Bob Dylan Tickets

Have you been waiting all year to see Bob Dylan on tour? Great, they are going to be performing live near you! But wait, it looks like the concert is sold out, or, perhaps, the seats you are finding are not quite what you wanted.
Absolutely no problem, Bob Dylan tickets are available here for a more than reasonable (some even dare say cheap) price. So, whether you have to be standing mere feet from the stage or you are a working with a little tighter budget, find your Bob Dylan tickets at Coast to Coast Tickets and enjoy your favorite band in person.
Bob Dylan Tickets 866 535 5167

Bob Dylan History

Don't miss this chance for tickets to see the legendary Bob Dylan!

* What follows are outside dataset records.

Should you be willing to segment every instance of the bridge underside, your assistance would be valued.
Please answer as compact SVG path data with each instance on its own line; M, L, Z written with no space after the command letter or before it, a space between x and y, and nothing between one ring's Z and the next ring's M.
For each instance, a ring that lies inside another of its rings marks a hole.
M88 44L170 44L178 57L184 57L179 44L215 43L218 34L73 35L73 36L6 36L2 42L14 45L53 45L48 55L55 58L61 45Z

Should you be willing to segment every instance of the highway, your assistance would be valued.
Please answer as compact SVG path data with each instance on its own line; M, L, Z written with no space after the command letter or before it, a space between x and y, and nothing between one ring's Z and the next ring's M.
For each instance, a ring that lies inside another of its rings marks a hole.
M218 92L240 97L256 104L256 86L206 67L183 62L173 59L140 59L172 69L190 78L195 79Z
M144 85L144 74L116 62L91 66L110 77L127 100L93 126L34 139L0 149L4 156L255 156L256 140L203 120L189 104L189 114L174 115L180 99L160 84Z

To not know the name Bob Dylan is to not know music. Where would we be without Bob Dylan? Lyrically speaking - lost.

Bob Dylan was born Robert Allen Zimmerman on May 24th, 1941 in Duluth, Minnesota. He was raised in Hibbing, Minnesota, where he began writing poems as a child. He taught himself how to play guitar and piano in his early teens and formed a couple of bands. Influenced by the early rock of Elvis Presley, Little Richard and country and folk singers Hank Williams and Woody Guthrie, Dylan was destined to become famous.

In 1959, while attending the University of Minnesota, he began playing local clubs. It was also around this time he decided to change his name to Bob Dylan. In the summer of 1960 while staying in Denver, Colorado, after meeting blues man Jesse Fuller, Dylan decided to make music his profession.

He dropped out of school in 1961 and headed to New York to live out his dream. He began playing small clubs and coffee houses in Greenwich Village and quickly began to make a name for himself.

It was an early show in Gerde's Folk City in the Village that prompted a story to be written about him in the NY Times. The review was read by Columbia A&R man John Hammond who soon signed Dylan to his first record deal. Dylan's debut offering was released in 1962. The self-titled album was compromised of folk and blues standards and only contained two original pieces. However, his next release was a different story. After his first album he began feverishly writing songs, and The Freewheelin Bob Dylan was released in 1963 containing nothing but original songs.

By the time his third album, The Times They Are A-Changin was released in 1964, Dylan was a concert hit. Later that same year Dylan released Another Side of Bob Dylan, which was exactly that, his least topical release thus far. 1965 also brought two albums, Bringing It All Back Home and Highway 61 Revisited, which was his first full-fledged rock & roll album and included the hit single Like A Rolling Stone. The song clocked in at six minutes, which was unheard of at the time. Later in '66 Dylan released the double album Blonde on Blonde, which went on to sell over ten million copies.

For the years to come Dylan would release album after album: John Wesley Harding in '67, Nashville Skyline in '68, the double LP Self Portrait in 1970 and four months later New Morning. 1971 brought his book Tarantula and also his first American concert appearance in five years. Dylan continued throughout the early '70s with movie roles and soundtrack scores but it wasn't until 1974 that Dylan released his first number one album, Planet Waves. He followed with two more number one albums, Blood on the Tracks in 1975 and Desire while he was on tour in '76.

Street Legal was released in '78 and was followed by the live album At Budokan in 1979. After doing a series of Christian albums, Dylan returned to secular recording. In 1983 he released Infidels and while on tour with Tom Petty and the Heartbreakers in 1986 released Knocked Out Loaded. Then in 1988 Dylan began what became known as The Never-Ending Tour, which took him through the late '90s.

Dylan released five more albums in the '90s: Under the Red Sky (1990), Good As I Been to You (1992), World Gone Wrong (1993), MTV Unplugged (1995) and Time Out Of My Mind (1997). Dylan has been awarded with the Kennedy Center Honor, has won an Academy Award for Best Song with Things Have Changed and has been covered by hundreds of performers over the years. Needless to say he still continues to sell out shows and has written himself a legend in time.